Ni parlement ni syndicats

Les conseils ouvriers

Les communistes de gauche dans la révolution allemande (1918-1922)

Par Otto Rühle

Initialement, l’article ci dessous, paru dans « Die Aktion » du 17 avril 1920, s’intitulait « Un nouveau parti communiste ». Mais nous conservons ce titre devenu classique. A cette date, Otto Rühle appartient encore au KAPD, mais exprime pleinement le point de vue de l’organisation unitaire : la distinction entre parti et union est pour lui devenue aussi caduque que celle existant entre parti et syndicat. Séparer (pour les relier ensuite, quelle qu’en soit la formule) les plans « politique » et « économico social » signifie que l’on ne dépasse pas le capitalisme.

Il développera cette thèse l’année suivante dans les problèmes fondamentaux de l’organisation.

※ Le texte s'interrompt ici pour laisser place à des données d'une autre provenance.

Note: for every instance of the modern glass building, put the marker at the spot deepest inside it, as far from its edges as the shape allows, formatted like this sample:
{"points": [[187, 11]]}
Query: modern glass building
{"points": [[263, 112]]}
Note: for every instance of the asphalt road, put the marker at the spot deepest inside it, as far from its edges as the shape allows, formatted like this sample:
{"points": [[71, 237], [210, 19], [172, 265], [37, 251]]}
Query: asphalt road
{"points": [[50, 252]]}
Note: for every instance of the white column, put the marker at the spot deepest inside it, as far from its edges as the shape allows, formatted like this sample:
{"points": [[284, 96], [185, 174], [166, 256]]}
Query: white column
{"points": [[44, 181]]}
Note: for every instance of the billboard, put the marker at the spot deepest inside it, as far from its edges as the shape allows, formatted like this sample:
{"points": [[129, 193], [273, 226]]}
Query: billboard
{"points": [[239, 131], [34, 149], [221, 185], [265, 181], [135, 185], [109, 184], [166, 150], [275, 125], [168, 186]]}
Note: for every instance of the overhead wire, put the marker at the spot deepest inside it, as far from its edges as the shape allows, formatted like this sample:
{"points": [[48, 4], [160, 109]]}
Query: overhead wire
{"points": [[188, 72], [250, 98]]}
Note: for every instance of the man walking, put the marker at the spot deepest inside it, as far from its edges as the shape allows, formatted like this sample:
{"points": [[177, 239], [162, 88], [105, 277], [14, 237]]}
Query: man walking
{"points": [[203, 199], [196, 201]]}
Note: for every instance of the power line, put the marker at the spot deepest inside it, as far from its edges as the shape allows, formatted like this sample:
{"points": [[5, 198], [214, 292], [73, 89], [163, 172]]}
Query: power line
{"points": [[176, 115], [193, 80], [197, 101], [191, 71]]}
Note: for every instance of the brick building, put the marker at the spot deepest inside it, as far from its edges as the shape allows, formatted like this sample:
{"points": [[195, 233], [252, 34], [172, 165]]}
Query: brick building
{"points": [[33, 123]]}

L’analyse de Rühle ne prend son sens que dans une situation historique que les kapédistes, qu’ils soient pro ou anti parti, interprétaient comme pré révolutionnaire. Le feu s’en fait sentir jusque dans le style, paragraphes courts, parfois réduits à une phrase, parfois à quelques mots, phrases rapides, mots-cris, qui révèlent presque un dédain de trop démontrer. L’action coupe le souffle, l’article devient texte d’affiche, comme si auteur et lecteur, sûrs des urgences de l’histoire, dans la rue bientôt ne feront qu’un. La révolution n’est pas advenue.

Pannekoek semble avoir été l’un des rares à n’avoir pas cru le capitalisme au bout du rouleau. Cependant, l’avenir prédit par Rühle au PC allemand, parti « au sens traditionnel », s’est vu tristement confirmé : pression sur l’Etat pour la reprise des relations diplomatiques avec la Russie, « gouvernements ouvriers » de Saxe et de Thuringe (1923), en fait coalitions gouvernementales appuyées sur une majorité parlementaire composée de partis ouvriers, avant d’aboutir à la rivalité avec les nazis pour savoir qui était le plus fidèle à la nation. Rühle ne se trompait pas non plus en traitant les syndicats allemands, avec leurs sept millions de membres, de « colosses aux pieds d’argile ».

La révolution n’est pas une affaire de parti (1920) 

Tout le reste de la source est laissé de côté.